Students successfully lobby for new state law excusing them from school to protest

Virginia students will have one day to "engage in a civic or political event."

March 30, 2021, 6:05 AM

Middle and high school students across Virginia will soon be excused from school to participate in a protest or civic event thanks to a bipartisan group of students from Virginia Young Democrats and Virginia Teenage Republicans who joined forces to successfully lobby for the new law, which started as a school board policy in Fairfax County.

The policy, which goes into effect July 1, grants students an excused absence from school one day a year to "engage in a civic or political event." School districts in other states have passed similar policies, but Virginia is the first to pass one statewide.

"There's this misconception that it's only about protests, that it's only about walking out," said Virginia Young Democrats Teen Caucus Chair Matthew Savage, 17. "But it's also about just getting a sense of what your government is and trying to make a difference -- meeting with legislators, attending protests -- it's much more."

Students from Washington-Lee High School join the National School Walkout while making their way to the U.S. Capitol, April 20, 2018, in Arlington, Virginia.
Win Mcnamee/Getty Images, FILE

Savage decided to lobby his representatives to take the 2019 Fairfax County initiative statewide after seeing another policy his school district piloted -- requiring free menstrual products in schools -- had passed the Virginia legislature.

He strategized with other Young Democrats and began reaching out to lawmakers, including Democrats Del. Sam Rasoul and state Sen. Jennifer McClellan, who committed to introducing it.

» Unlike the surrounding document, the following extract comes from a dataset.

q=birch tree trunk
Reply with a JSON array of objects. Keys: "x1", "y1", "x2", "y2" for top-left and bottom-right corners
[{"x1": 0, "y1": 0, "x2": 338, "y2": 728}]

"It's critically important for us not to just encourage the youth to vote, but to actually empower them and have them involved in the civic process and what better way than to have them help draft bills -- which is what happened here -- help them lobby and then help them actually pass these bills," Rasoul said.

Del. Sam Rasoul gestures during debate on the renewable energy bill on the floor of the House at the Capitol, March 5 , 2020, in Richmond, Va.
Steve Helber/AP, FILE

McClellan said she chose to sponsor the legislation to stoke the students' interests.

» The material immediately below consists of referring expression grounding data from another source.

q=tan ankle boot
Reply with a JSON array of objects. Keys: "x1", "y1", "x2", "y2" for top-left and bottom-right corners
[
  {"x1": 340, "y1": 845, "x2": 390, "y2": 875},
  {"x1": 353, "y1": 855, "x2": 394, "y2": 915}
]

"There is no substitute for live action, and by participating in civic events, they come alive in a way they just can't in a book or in a lecture in the classroom, so it will spark a passion in them that hopefully will keep them engaged," McClellan said.

Virginia State Sen. Jennifer McClellan gestures during debate on a bill during the Senate session at the Science Museum of Virginia in Richmond, Va., Feb. 23, 2021.
Steve Helber/AP, FILE

Savage also reached out to his Republican counterparts who agreed to collaborate on the bill.

"I don't think that this bill is liberal or conservative, I think it just helps students, it helps teenagers across the commonwealth get more involved, and that's something we all need to be working towards," said Teenage Republican Federation of Virginia Chairman Brady Hillis, 17.

Republican Del. Glenn Davis decided to co-sponsor the legislation after the GOP students reached out to him.

"In a time that is so partisan in our nation right now, to see teenage Republicans and teenage Democrats come together to work together on a bill … sometimes you have to look at the next generation to see really how the adults should be acting," Davis said.

Not every Republican in the Virginia General Assembly was so moved.

"I'm all for educating and getting more people involved in civics but school and education is a lot more important," said Republican Del. Wendell Walker.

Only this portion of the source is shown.